Das aber leider yetzund in einen argen bösen und schnöden brauch geraten will; dann wo yetz gastung und malzeiten gehalten werden, es sey bey reichen oder bey armen, geistlich oder weltlich, da müssen schantlich wüst grob bossen zůforderst iren fürgang haben. Da wirt der gnadenreichen gaben[202] gottes, als wein und brot, auch anderer speisen, in keinen weg verschont, ja auch des milten gütigen barmhertzigen vatters, so uns die so gnediglichen mittheilet, gar nit gedacht, es seye dann sach das einer etwa unnütze tantmären von im sagt, als wie Christus und Petrus mit einander gewandret haben, wie sie sich bey disem und jenem bauren gehalten und dergleichen narreyen, so zů keinem gůten, sunder all ergernus erwegen. Das dann warlich den namen Gottes größlich misshandlen heißt und zů gůtem teutsch gottes namen entehret und gelesteret. Wolan, es sey genůg von dem geredt.

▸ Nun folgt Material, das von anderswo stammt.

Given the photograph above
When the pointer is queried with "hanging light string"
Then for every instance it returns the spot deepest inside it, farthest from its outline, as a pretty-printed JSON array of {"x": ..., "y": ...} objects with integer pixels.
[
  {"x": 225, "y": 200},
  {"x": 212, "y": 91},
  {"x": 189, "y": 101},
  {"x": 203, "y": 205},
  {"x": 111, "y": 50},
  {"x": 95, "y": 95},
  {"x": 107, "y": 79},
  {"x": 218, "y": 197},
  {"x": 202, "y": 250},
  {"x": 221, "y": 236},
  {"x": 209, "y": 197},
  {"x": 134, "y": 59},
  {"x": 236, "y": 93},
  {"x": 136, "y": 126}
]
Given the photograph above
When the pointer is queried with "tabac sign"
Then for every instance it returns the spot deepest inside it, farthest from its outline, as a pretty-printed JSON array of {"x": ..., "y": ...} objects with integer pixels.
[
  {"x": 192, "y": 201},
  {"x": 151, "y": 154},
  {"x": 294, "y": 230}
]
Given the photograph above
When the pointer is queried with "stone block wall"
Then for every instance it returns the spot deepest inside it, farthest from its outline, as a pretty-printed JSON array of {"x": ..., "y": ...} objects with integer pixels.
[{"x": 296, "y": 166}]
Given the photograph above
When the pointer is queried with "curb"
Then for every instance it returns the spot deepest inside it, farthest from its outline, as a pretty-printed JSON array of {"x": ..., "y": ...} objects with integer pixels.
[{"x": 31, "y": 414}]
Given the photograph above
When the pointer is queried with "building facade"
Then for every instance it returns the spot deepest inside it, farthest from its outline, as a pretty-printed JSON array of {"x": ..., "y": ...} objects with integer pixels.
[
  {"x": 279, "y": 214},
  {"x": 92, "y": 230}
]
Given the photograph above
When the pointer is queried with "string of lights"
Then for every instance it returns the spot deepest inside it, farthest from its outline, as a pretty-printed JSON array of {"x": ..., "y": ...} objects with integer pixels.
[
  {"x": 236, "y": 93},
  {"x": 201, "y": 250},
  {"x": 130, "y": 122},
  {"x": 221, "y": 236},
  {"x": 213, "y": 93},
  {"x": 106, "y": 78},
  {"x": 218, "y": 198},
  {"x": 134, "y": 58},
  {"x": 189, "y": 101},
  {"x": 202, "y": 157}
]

Es haben aber die gůten unnd schimpflichen reden die junckfraw Amelia zů keiner frewden oder lachen bewegen mügen. Lasarus der jung auch nit gar wolzůmůt was; so offt er Amelia die junckfraw anblicket, einen schweren seufftzen von seinem hertzen gon liess, desgleichen pflag auch die junckfraw zů thůn. Der imbis aber mit grossen frewden volbracht worden ist; mancherley reden haben sich verloffen, so ich von kürtze wegen underlass zů schreiben. Als nůn die tisch auffgehaben wurden, habend sie got dem herren lob und danck gesagt und demnach von dem tisch auffgestanden, einen abscheid mit einander gemacht.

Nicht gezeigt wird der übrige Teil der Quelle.